I feel so very lucky to have gotten to know Annette Tanner this year, not only professionally, but now as someone who I consider a friend.  With a mountain of challenges ahead of her when we first met, both physically and mentally to improve her health, she has fearlessly taken them head on, accepting both victories and set-backs.  She is the champion of the saying, “fall seven times, get up eight”.  She has come so far this year with weight, movement, and most importantly, confidence.

In typical New Year’s fashion, Annette is taking what 2011 has taught her and kicking off 2012 with a few very well defined goals.

Weight Goals for next year:

1/1 to 3/31       285   (what I weighed roughly seven years ago)
4/1 to 6/30       250
7/1 to 9/30       230
10/1 to 12/31   199    (what I weighed when I graduated high school)

Fitness Goals:

By the end of the year I would like to:

Walk a 3K in less than 90 minutes
Be strong enough and small enough to join a stretch and roll class and fully participate
Be strong enough and small enough to join a yoga class and fully participate
Be able to ride a bike comfortably

With her goals for the New Year out of the way, Annette took a moment to send me a note about her year in review.

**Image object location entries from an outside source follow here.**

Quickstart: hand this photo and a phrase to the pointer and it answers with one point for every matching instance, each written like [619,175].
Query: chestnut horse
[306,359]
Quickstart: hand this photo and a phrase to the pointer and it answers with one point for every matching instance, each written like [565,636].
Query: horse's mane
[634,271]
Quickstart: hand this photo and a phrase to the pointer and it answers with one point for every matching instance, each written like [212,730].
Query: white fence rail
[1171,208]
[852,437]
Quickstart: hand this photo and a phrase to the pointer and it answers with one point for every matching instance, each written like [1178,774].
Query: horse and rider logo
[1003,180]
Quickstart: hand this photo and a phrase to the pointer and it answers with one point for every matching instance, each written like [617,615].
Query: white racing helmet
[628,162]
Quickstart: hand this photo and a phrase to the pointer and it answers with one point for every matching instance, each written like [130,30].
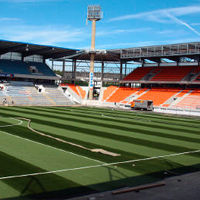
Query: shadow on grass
[111,185]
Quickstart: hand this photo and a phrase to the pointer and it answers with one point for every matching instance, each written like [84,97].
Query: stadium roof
[190,50]
[100,55]
[27,49]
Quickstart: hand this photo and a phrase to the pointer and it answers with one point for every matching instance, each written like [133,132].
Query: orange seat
[121,94]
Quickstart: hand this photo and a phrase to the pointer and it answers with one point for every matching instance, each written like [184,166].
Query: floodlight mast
[93,14]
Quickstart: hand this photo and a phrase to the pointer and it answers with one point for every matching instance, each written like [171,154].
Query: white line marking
[19,123]
[96,166]
[69,152]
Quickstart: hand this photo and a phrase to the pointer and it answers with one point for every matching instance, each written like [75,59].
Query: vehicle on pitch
[142,105]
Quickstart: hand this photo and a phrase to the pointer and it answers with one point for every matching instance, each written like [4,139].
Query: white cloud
[6,19]
[121,31]
[27,1]
[145,43]
[195,24]
[160,15]
[175,19]
[50,35]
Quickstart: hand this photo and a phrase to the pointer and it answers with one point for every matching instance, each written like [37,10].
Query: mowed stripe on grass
[133,135]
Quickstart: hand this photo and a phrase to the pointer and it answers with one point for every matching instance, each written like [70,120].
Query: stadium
[129,132]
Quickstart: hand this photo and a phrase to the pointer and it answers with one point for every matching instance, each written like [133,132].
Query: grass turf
[133,135]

“I went vegan in March. I did a trial SOF membership in April and joined in May weighing in at 364 pounds. By July I had pretty much dropped the whole idea of bariatric surgery. I told you once that it wasn’t about losing weight. It was about keeping it off. This year has been a roller coaster ride of successes and failures, good days and bad. But this morning I weighed in at 316 pounds, my A1C is 6.1, my morning blood sugar was 98, I no longer take insulin, and this December I will be facing the season with joy instead of despair.

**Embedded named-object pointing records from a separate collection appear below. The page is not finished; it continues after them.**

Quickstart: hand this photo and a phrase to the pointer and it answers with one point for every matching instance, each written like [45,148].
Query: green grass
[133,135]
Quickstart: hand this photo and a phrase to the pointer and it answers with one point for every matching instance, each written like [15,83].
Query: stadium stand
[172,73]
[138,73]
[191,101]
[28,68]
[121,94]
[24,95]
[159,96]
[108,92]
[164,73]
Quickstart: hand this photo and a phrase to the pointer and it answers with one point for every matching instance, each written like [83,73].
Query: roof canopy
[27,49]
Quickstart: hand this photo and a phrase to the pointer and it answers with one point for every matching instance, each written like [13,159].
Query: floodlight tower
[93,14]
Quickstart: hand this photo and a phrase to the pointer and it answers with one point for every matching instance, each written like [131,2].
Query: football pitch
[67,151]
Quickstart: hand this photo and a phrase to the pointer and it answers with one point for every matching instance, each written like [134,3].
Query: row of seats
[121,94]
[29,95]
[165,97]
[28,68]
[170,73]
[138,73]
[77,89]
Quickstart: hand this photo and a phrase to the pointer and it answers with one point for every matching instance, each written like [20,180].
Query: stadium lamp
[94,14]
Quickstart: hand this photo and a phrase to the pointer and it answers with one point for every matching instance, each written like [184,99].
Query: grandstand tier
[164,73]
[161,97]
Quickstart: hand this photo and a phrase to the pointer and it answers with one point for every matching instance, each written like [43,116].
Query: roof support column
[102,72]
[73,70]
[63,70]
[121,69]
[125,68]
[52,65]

I don’t see it. I feel it when I move better, when I touch muscles that didn’t used to be there, when I fit into smaller clothes (I am down 3 full dress sizes), and when I compare blood tests. But when I look in the mirror I see the 384 pound woman who had to make a choice: sit down and eat herself to death, or stand up and fight her way back. So every day is still a struggle to keep my inner moppet from leading me astray.”

In her always grateful and humble style, she also took a moment to give thanks for what she has learned and those who have helped her along the way.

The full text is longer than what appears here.